CloudFlare SSL compatibility with ASP.NET MVC RequireHttps

Question

I am hosting an ASP.NET MVC 4 site on AppHarbor (which uses Amazon EC2), and I'm using CloudFlare for Flexible SSL. I'm having a problem with redirect loops (310) when trying to use RequireHttps. The problem is that, like EC2, CloudFlare terminates the SSL before forwarding the request onto the server. However, whereas Amazon sets the X-Forwarded-Proto header so that you can handle the request with a custom filter, CloudFlare does not appear to. Or if they do, I don't know how they are doing it, since I can't intercept traffic at that level. I've tried the solutions for Amazon EC2, but they don't seem to help with CloudFlare.

Has anyone experienced this issue, or know enough about CloudFlare to help?

Answer 1

The X-Forwarded-Proto header is intentionally overridden by AppHarbor's load balancers to the actual scheme of the request.

Note that while CloudFlare's flexible SSL option may add slightly more security, there is still unencrypted traffic travelling over the public internet from CloudFlare to AppHarbor. This arguably defies the purpose of SSL for anything else than appearances and reducing the number of attack vectors (like packet sniffing on the user's local network) - i.e. it may look "professional" to your users, but it actually is still insecure.

That's less than ideal particularly since AppHarbor supports both installing your own certificates and includes piggyback SSL out of the box. CloudFlare also recommends using "Full SSL" for scenarios where the origin servers/service support SSL. So you have a couple of options:

• Continue to use the insecure "Flexible SSL" option, but instead of inspecting the X-Forwarded-Proto header in your custom RequireHttps filter, you should inspect the scheme attribute of the CF-Visitor header. There are more details in this discussion.
• Use "Full SSL" and point CloudFlare to your *.apphb.com hostname. This way you can use the complimentary piggyback SSL that is enabled by default with your AppHarbor app. You'll have to override the Host header on CloudFlare to make this work and here's a blog post on how to do that. This will of course make requests to your app appear like they were made to your *.apphb.com domain - so if for instance you automatically redirect requests to a "canonical" URL or generate absolute URLs you'll likely have to take this into consideration.
• Upload your certificate and add a custom hostname to AppHarbor. Then turn on "Full SSL" on CloudFlare. This way the host header will remain the same and your application will continue to work without any modifications. You can read more about the SSL options offered by AppHarbor in this knowledge base article.

Answer 2

This is interesting.

Just I recently had a discussion with one of our clients, who asked me about "flexible" SSL and suggested that we (Incapsula) also offer such option.

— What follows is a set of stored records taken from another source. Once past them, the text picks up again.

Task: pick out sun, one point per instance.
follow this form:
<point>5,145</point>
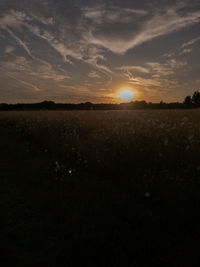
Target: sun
<point>126,95</point>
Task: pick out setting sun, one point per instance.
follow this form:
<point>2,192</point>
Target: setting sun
<point>126,95</point>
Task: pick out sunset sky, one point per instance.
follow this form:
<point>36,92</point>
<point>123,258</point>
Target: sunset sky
<point>88,50</point>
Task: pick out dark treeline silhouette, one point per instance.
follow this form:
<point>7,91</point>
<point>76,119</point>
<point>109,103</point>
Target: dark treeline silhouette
<point>189,102</point>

After some discussion we both came to the conclusion that such a feature would be misleading, since it will provide the end-user with a false sense of security while also exposing the site owner to liability claims.

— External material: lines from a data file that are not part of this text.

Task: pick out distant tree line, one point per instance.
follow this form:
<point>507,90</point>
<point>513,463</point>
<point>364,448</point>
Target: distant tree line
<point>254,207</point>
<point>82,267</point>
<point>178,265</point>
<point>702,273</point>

Simply put, the visitor on one of "flexible" SSL connection may feel absolutely safe behind the encryption and will be willing provide sensitive data, not knowing that the 'server to cloud' route is not encrypted at all and can be intercepted (i.e. by backdoor shells).

It was interesting to visit here and see others reach the same conclusion. +1

Please know that as website owner you may be liable for any unwanted exposure such setup may cause.

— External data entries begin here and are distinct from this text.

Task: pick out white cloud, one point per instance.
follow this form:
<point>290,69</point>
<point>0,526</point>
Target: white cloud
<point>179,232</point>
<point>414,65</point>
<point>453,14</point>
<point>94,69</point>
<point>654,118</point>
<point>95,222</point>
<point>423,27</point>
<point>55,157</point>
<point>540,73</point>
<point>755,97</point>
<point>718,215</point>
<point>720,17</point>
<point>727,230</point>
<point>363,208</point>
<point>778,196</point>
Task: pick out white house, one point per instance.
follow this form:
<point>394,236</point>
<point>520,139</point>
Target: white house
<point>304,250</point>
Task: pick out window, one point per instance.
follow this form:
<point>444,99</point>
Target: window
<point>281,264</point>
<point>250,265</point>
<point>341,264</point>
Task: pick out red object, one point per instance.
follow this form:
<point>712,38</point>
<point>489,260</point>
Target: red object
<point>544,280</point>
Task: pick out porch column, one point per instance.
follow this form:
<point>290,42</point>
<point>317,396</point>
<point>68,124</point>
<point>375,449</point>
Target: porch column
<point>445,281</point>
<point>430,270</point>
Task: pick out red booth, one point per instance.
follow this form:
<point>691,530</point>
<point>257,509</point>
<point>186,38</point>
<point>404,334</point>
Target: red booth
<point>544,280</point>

My suggestion is to do the responsible thing and to invest in SSL certificate or even create a self signed one (to use for encryption of 'cloud to server' route).

Answer 3

Or you could just get a free one year SSL cert signed by StartCom and upload that to AppHarbor.

Then you can call it a day and pat yourself on the back! That is until future you one year from now has to purchase a cert =).